Focus on the Bigger Issue

Over the past eight years I have written sometimes ad nauseum about the healthcare crisis in this country, but now we are there. As a commercial real estate broker, I see a different side of medicine than the consumer or even a doctor. Over the past years I would occasionally hear from a doctor who wanted to sublease his/her space or look for a doctor to share their office. Now, that requirement is becoming the norm rather than the exception. In the past six months I have received over five assignments to sublease a doctors space or find a doctor to share their office. What is driving this? Dollars of course. Income continues to decline as reimbursements from insurance companies decrease. But on the other end of the balance sheet, expenses continue to spiral upward. Salaries have gone up, facilities cost have risen, equipment costs have risen, and the paper work has gotten more burdensome, i.e. HIPPA, and other complicated regulations.

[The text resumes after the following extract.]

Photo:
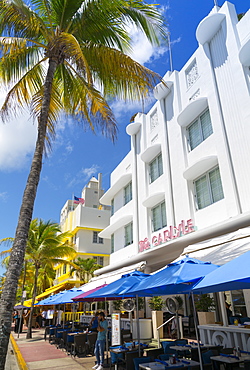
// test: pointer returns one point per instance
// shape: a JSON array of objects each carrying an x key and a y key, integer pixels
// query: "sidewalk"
[{"x": 36, "y": 353}]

It may sound like I am making a mountain out of a mole hill, but let me illustrate with a mathematical demonstration. Assume a doctor leases 2,000 square feet (sf) for a cost of $30 per square foot (psf). This means his/her annual rent cost is $60,000 or $5,000 per month. Now assume that same doctor hires me to find him /her someone to share their space 30% of the time. That 30% translates to $1500 per month. So, when the other doctor shows up the rent decreases from $5,000 to $3,500. $1,500 per month in a savings is significant enough that a doctor would consider sharing an office? Apparently so, based on the assignments I have. Not to belabour the point, but I find it incredible that a monthly savings of $1,500 could be that significant to a successful doctor. Reimbursements have affected doctors incomes so greatly that a $1,500 monthly reduction in expense is necessary. I have said this before but this puts us a crisis situation. The time it takes a doctor to hire me, show the space, and negotiate with another doctor, all to save $1,500 per month seems inconsequential but apparently to the doctors it is significant.
I dont know about you, but I am not thrilled about the idea that my doctor is that concerned about $1,500 per month. I would feel a lot better if he/she was more focused on much more important issues, like the quality of providing healthcare. So how do we solve this problem? One suggestion is to let the doctors and healthcare providers be more involved in finding a solution. It seems as if the insurance companies make all of the rules. This is obviously a problem because the insurance companies continue to make more and more money while the doctors make less and less.
The doctors need to get more involved in addressing the real issues of making healthcare more affordable while decreasing the financial gains to the insurance companies. Let the doctors focus on the big picture and stop worrying about $1500 per month.